Friendships are one of the strongest supports and resources we can rely on in our lives. As we talked about last week, relying on a friend even just to listen can be a huge relief for us in a dark time. However, sometimes we have friends in our lives that are actually not good for us. In all fairness it can be really hard to see it when it is happening and we tend to be very forgiving of those close to us, even when they hurt us consistently. So, this post is going to discuss how to spot toxic friendships in your own life and then what are some ways to deal with them.
When looking out for toxic friendships, you want to first look at the friendships that look like they are taking more than they are giving. Is this person taking your time, money, energy and resources without giving anything back to you? If the answer is yes, then it is time to consider that they are taking from you without considering you which is a recipe for a toxic friendship. Another big question to ask yourself is: does this person make happy at all anymore? If the answer is no it may be time to consider why you have this friendship in your life. A few key things to note is that sometimes friendships are not perfect, and we may go through harder periods with our friends, that doesn’t make them toxic friendships. In order for the friendship to be toxic there needs to be consistency in these negative patterns over a longer period of time.
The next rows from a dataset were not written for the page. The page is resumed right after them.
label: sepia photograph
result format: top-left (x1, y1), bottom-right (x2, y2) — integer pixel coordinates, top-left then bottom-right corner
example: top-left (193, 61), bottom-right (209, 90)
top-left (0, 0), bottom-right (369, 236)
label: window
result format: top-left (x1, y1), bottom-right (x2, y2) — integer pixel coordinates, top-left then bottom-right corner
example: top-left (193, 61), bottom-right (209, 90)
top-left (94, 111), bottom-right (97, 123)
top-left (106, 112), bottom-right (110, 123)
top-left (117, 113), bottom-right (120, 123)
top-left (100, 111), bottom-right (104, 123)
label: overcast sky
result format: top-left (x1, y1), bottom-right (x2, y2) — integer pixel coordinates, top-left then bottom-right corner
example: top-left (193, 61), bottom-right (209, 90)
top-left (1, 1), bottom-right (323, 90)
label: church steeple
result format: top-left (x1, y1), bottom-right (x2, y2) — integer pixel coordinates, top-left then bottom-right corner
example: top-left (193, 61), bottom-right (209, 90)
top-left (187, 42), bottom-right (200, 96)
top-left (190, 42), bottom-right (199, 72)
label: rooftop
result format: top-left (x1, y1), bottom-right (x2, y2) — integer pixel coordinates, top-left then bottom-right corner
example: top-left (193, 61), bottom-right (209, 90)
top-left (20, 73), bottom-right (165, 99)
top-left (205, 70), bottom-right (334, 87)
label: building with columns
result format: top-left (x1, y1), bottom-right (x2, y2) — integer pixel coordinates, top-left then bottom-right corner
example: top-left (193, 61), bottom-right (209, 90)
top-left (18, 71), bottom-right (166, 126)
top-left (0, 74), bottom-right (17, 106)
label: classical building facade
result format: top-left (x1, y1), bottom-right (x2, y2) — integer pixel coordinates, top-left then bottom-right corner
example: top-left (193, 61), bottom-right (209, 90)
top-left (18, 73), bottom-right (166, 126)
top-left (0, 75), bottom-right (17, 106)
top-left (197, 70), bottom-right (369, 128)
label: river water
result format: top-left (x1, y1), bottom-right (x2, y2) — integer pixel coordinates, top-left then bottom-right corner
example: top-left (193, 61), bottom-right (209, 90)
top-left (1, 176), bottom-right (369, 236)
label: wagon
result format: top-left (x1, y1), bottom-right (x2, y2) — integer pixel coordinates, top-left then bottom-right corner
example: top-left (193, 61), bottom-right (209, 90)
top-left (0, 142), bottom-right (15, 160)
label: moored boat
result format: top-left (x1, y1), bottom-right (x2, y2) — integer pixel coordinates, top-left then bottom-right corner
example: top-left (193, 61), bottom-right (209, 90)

The final thing to look out for is; are they there for you? A lot of toxic friends will need you there for them but when you need their help, they are unable to give back. I want to make clear this are just some basic signs of a toxic friendship. There are many other types of toxic friendships with a variety of different aspects.
So how do we solve this problem? The first thing to ask yourself is if you want to solve it. A lot of people keep friendships that are toxic purely because they have been friends so long, and to a certain point that shows loyalty and strength. This can also be a point of struggle though too because a long friendship does not necessarily imply a good and healthy one. Talking to this friend about the friendship and how you are feeling is often a good way to start. The hardest part about all this is that you may need to let go of a friendship in the end, which is not an easy of fun thing to do. Rely on other friends that are uninvolved in the situation, or on family for support. You are stronger than one friendship in your life!